Only 14 pages are availabe for public view
Searching becomes a critical behavior of our life. In fact, the amount of information in the world is increasing exponentially over years. New books, journal articles and conference proceedings have been coming out each year. So, searching within this flood of information become a challenge. Millions of users interact with search engines daily. They may use Google, Yahoo, Bing …etc. they usually fall in a hole of which one of them is the best, which one has inside the perfect algorithms that returns the amazing results for their users. Thus each one has weakness points in searching. This holds to conduce that it is time to create new technologies fight those weakness points, these new technologies also can help us sift through all the available information which is the most valuable to users. In addition, could be services, different kind of languages which are currently spoken around the world. Furthermore, it services for all users’ needs and concern that each user on Internet has a distinct background and a specific goal when searching for information on the web. Really, Information Retrieval Systems as a science bases on these technologies’ ideas. Really, it plays critical roles to obtain relevant information resources for searching engines.
This thesis enters the race of challenges of improving web search engines performance and Information Retrieval Technologies by proposing several new hybrid technologies in Stemming, Ranking and Personalization. These technologies are core aspect in supporting Searching Results from web search engines. The evaluation of the proposed system proves that each of these technology is a significant benefits and improving the performance of Searching Engines and Information Retrieval Systems.
In Stemming, new technique called the Enhanced Porter’s Stemming Algorithm (EPSA) overcomes the drawbacks of the Porters algorithm and improves web searching.
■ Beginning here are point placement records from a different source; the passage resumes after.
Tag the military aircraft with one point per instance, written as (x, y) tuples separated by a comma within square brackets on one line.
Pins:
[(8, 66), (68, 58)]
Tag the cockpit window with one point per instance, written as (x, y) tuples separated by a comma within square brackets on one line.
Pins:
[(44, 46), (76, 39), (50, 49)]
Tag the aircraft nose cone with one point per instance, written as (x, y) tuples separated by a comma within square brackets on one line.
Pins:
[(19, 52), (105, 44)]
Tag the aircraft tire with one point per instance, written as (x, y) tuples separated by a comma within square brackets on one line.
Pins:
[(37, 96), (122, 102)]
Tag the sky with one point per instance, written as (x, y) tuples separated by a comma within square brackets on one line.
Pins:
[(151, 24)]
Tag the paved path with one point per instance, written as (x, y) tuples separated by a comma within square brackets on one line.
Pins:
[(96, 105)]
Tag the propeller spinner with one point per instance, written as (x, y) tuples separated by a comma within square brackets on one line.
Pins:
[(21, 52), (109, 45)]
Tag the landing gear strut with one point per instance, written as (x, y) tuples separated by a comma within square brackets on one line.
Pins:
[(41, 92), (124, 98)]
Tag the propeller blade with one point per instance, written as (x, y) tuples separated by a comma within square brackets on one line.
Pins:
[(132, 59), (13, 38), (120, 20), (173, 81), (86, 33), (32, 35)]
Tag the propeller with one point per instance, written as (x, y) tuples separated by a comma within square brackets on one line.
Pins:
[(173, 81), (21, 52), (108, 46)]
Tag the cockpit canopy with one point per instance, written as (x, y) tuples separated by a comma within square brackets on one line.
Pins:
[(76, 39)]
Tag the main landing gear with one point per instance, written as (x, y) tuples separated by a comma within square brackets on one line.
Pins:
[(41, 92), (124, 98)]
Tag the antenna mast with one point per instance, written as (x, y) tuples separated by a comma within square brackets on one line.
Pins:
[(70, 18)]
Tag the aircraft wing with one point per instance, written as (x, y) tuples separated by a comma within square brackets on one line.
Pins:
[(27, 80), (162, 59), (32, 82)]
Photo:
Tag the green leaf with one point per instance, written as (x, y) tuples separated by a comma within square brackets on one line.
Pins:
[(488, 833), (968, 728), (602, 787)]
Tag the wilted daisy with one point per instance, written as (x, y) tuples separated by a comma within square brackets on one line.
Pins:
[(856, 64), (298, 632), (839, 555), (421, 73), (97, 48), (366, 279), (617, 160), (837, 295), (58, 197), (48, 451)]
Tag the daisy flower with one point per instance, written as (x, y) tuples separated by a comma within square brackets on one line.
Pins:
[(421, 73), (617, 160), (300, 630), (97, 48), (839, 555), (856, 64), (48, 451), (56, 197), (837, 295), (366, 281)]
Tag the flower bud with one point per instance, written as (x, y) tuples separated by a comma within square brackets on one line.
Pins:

This new technique to overcome the stemming can cause errors in the form of words; ESPA algorithms prove that its hold a good Stemming weight that means it’s stronger in stemming than the Porter algorithm. In addition, EPSA improves the performance of the Information Retrieval system in respect to the recall and precision measures. The EPSA improves the precision over the Porter algorithm by about 2.3% while realizing approximately the same recall percentage.
For Ranking, a hybrid ranking algorithm to utilize the usage data called EHURA (Efficient Hybrid Usage-based Ranking Algorithm). This ranking algorithm to improve the ranked list provided from Arabic/English search engines that based only on Content-Based ranking. The results show a good percentage of improvement in the precision measure; the improvement percentage of EHURA over the Content-Based Ranking Algorithm about 10% for Arabic Language and 15% for English one.
Finally, a new technology for Personalization; this technology based on a new hybrid automatic semantic personalization re-ranking algorithm to utilize the usage features called NASPR (New Automatic Semantic Personalization Re-ranking). this hybrid personalized Re-ranking algorithm bases on semantic analysis for the words. NASPR verifies its effectiveness over EHURA’s ranking results by 1% in precision and 3% in recall.